“Arghhhh ….” Aku mengacak rambut dengan frustrasi. Lalu meremas kertas di atas meja, membuangnya ke tempat sampah yang bahkan sudah penuh dengan benda serupa. Entah sudah berapa banyak kertas-kertas tak bersalah itu kuremas kasar dan dilempar begitu saja. Rasanya sangat sulit menyusun kalimat untuk poin-poin perjanjian pernikahan itu.
Ya, aku kini tengah menyusun surat perjanjian kontrak dengan laki-laki bernama Samudra Hanggara yang tiba-tiba saja menjadi calon suamiku.
Apa harus hidup selawak ini?
Kemarin calon suamiku masih Bastian pemuda tampan yang dipuja banyak wanita, hari ini tiba-tiba semua berubah.
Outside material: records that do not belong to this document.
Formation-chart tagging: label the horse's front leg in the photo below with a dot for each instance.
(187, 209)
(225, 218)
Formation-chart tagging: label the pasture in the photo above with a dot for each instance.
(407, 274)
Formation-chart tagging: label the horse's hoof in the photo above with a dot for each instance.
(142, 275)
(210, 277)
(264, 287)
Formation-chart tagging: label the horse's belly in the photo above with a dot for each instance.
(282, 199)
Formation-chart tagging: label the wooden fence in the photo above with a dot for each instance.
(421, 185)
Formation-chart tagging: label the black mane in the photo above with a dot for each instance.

Tiba-tiba saja mempelaiku berganti menjadi laki-laki tua yang menurut ibu dan saudara tiriku makhluk jadi-jadian dari planet lain.
Aku mengusap wajah dengan kasar. Entah kalimat apa lagi yang harus kutulis dalam surat perjanjian itu. Bayangan wujud Samudra yang ‘ajaib’ membuatku tidak bisa fokus, padahal biasanya aku pandai merangkai kata. Dan anehnya aku harus menyusun surat itu sendirian. Bukankah seharusnya kami membuatnya berdua?
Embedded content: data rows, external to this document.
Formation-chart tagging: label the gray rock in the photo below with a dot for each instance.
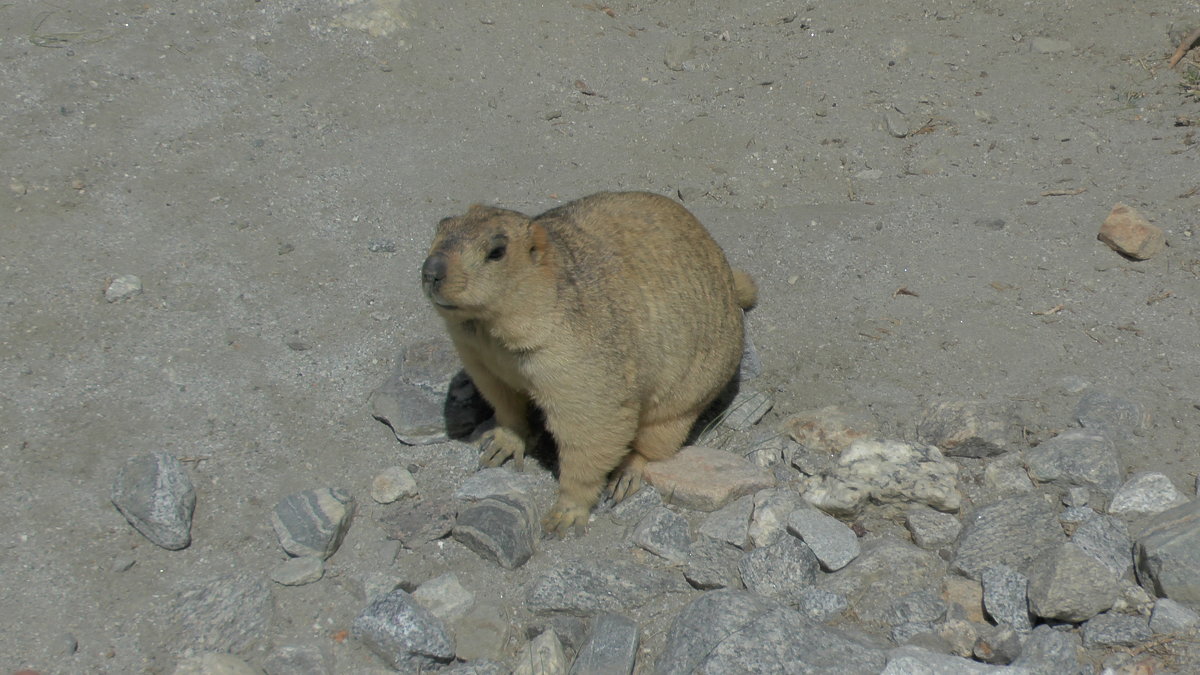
(501, 530)
(834, 543)
(313, 521)
(1111, 629)
(541, 656)
(298, 659)
(747, 408)
(933, 529)
(123, 288)
(229, 614)
(1068, 584)
(1168, 555)
(780, 569)
(1012, 531)
(1005, 597)
(1146, 494)
(1107, 539)
(418, 521)
(911, 659)
(1077, 458)
(154, 493)
(299, 571)
(731, 523)
(396, 628)
(1051, 652)
(1110, 414)
(820, 604)
(585, 587)
(739, 632)
(1170, 616)
(635, 507)
(887, 472)
(611, 647)
(771, 511)
(445, 597)
(712, 565)
(966, 429)
(664, 533)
“Terserah poin apa pun yang ingin kau masukkan. Aku hanya minta satu syarat tadi karena itu permintaan ibuku.” Itu jawaban makhluk jadi-jadian itu saat aku meminta pendapatnya perihal surat itu.
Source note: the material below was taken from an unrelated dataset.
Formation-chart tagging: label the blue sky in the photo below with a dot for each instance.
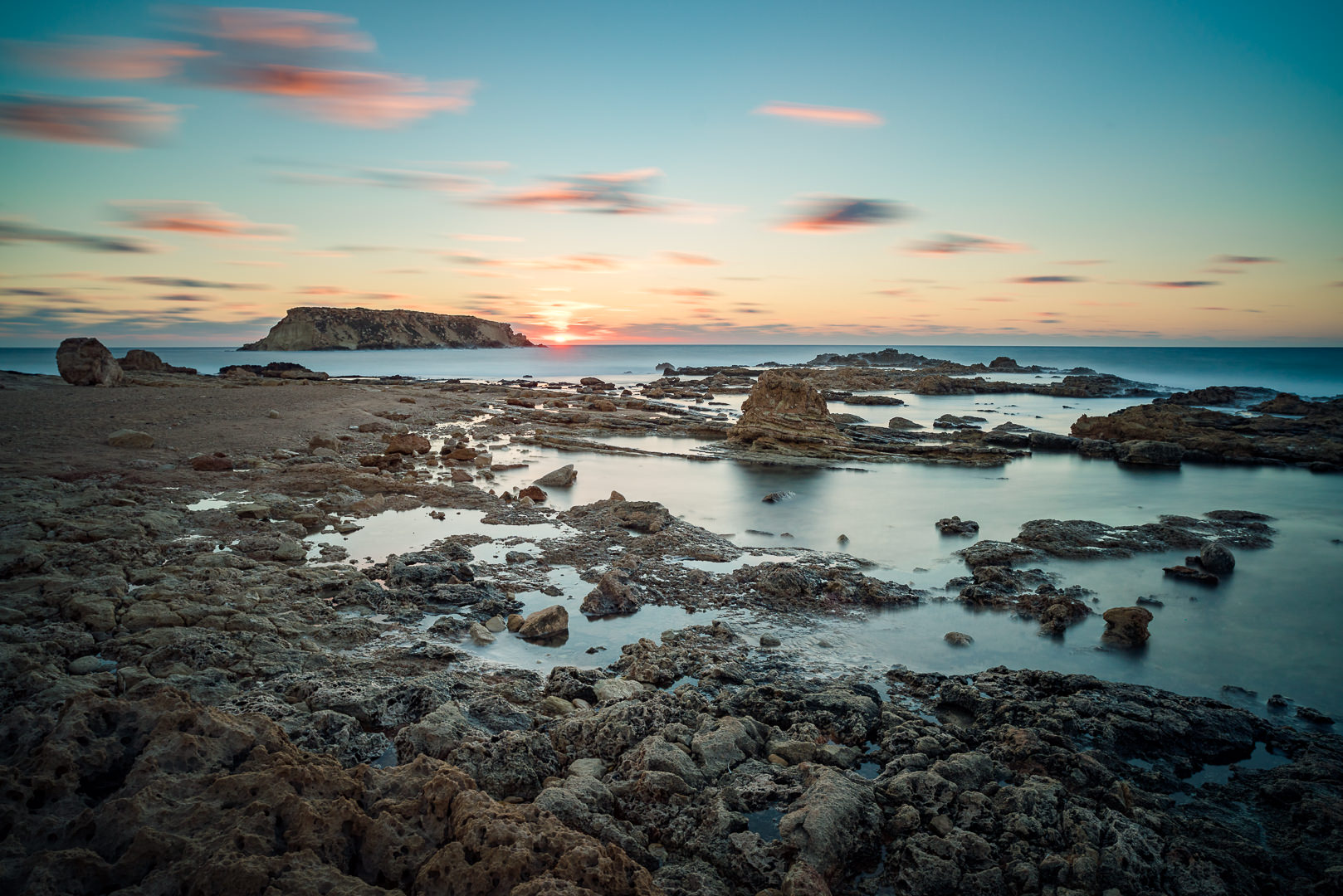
(935, 175)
Saat itu tentu saja aku mencebik. Dia ingin anak dariku katanya. Aku langsung menyetujui syarat itu.
Kenapa?
Tentu saja karena aku yakin laki-laki itu tidak akan bisa melakukannya. Bastian sudah bilang ia tidak menyukai perempuan. Jadi, aku sangat yakin jika ia tidak akan mampu melakukannya. Ia tidak akan pernah menyentuhku selama pernikahan kami.
**
Aku berjalan menyusuri koridor rumah besar milik keluarga Hanggara dengan tangan memeluk berkas di dada. Aku ingin kami, maksdunya aku dan Samudra menandatangani surat perjanjian ini sekarang juga sebelum aku pulang. Hari pernikahan kami hanya tinggal menghitung jam, dan mungkin kami tidak akan bertemu lagi sampai hari itu. Jadi, aku ingin semua clear sebelum hari itu agar tidak ada ganjalan di hati.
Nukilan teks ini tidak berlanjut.